18 Aralık 2013 Çarşamba





Uzun yaşam, ama nereye kadar?



Uzun yaşam, ama nereye kadar?
Dünyanın dört bir yanında insan ömrü uzuyor ve gelişen tıp sayesinde azrail sürekli geri püskürtülüyor. Ama uzun yaşam gerçekten iyi bir şey mi?

Californiya'da tam bir egzersiz çılgınlığı yaşanıyor mesela.

İnsanların görüşüne saplantılı Beverly Hills bölgesinde vitrinler "ömür uzatan" haplar ve şuruplarla dolu.

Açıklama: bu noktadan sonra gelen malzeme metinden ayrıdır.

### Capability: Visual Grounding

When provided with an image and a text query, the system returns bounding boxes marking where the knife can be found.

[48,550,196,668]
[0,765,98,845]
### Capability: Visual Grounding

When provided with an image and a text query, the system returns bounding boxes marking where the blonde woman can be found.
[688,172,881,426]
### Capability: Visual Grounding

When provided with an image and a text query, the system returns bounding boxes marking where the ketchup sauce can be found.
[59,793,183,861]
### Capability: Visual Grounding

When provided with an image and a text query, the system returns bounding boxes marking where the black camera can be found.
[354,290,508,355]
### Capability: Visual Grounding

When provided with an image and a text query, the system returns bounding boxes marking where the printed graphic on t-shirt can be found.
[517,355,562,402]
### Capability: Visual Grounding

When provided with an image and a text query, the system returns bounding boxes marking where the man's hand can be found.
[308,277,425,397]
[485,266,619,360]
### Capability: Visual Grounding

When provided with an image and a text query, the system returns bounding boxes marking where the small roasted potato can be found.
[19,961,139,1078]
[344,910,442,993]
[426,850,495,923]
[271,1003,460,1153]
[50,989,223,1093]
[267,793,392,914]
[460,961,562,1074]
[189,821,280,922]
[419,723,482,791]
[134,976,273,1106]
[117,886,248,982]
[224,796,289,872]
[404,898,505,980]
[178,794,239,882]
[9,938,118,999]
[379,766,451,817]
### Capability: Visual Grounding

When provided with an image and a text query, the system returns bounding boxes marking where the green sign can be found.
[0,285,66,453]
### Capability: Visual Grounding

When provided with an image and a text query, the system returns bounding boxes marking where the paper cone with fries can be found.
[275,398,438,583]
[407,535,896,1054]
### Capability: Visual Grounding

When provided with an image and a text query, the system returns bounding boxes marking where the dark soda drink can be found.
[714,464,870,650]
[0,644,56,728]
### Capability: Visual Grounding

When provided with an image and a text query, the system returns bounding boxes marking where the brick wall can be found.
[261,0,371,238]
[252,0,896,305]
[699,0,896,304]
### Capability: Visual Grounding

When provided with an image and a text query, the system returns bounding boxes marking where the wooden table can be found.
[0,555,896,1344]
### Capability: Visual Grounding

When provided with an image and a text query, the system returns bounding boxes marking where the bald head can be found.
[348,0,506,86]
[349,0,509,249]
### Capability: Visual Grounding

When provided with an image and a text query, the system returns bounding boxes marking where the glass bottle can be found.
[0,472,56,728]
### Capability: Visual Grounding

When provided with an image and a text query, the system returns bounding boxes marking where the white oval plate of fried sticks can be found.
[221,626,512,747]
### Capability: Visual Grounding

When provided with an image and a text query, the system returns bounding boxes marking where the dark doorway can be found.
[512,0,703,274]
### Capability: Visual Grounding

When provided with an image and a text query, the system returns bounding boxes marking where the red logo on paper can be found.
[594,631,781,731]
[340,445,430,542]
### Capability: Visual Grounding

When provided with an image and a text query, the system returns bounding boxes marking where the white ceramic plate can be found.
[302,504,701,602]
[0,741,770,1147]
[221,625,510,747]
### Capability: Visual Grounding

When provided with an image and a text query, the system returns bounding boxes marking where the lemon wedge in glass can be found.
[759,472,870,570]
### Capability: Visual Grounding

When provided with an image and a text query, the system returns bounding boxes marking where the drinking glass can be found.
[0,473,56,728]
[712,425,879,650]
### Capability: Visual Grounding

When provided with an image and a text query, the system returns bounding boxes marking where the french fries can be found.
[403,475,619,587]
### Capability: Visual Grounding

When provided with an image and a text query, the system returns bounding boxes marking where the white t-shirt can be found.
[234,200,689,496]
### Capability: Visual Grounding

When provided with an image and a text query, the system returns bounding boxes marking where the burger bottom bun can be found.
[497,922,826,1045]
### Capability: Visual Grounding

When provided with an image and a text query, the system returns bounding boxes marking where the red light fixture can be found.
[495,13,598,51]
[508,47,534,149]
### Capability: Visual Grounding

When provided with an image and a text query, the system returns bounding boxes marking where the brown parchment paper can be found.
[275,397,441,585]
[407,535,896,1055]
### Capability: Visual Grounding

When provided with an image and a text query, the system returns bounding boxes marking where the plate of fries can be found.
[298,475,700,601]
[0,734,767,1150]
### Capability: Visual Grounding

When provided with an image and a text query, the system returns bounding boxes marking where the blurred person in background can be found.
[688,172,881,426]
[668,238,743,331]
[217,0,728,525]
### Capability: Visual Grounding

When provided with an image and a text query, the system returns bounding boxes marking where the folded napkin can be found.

Santa Monica'daki parklarda o kadar çok sayıda yoga ve egzersiz kursu yapılıyor ki, yetkililer artık bir önlem almak gerektiğini düşünmeye başladı.

2006 yılında çekilen Fast Food Nation (Hamburger Cumhuriyeti) filminin yapımcısı Ed Saxon "California'da sabahın 5'inde spor yapan insanlar görüyorsunuz. İki ihtimal var. Ya bundan zevk alıyorlar, ya da yaşlandıkları için derin bir mutsuzluk içine düştükleri, nevrotik bir ruh hastalığı geçiriyorlar" diyor.

Saxon, "55 yaşındaki birinin 25 yaşında görünebileceğini hayal ederek estetik ameliyatlar yaptırması, ya da fanatik bir şekilde kendisini spora vermesi, pek iyi bir fikir gibi görünmüyor bana. Olduğundan genç görünme saplantısı gerçeklerin inkârı, hatta bir bakıma kişinin kendi değerini inkâr anlamına geliyor" diye sürdürüyor.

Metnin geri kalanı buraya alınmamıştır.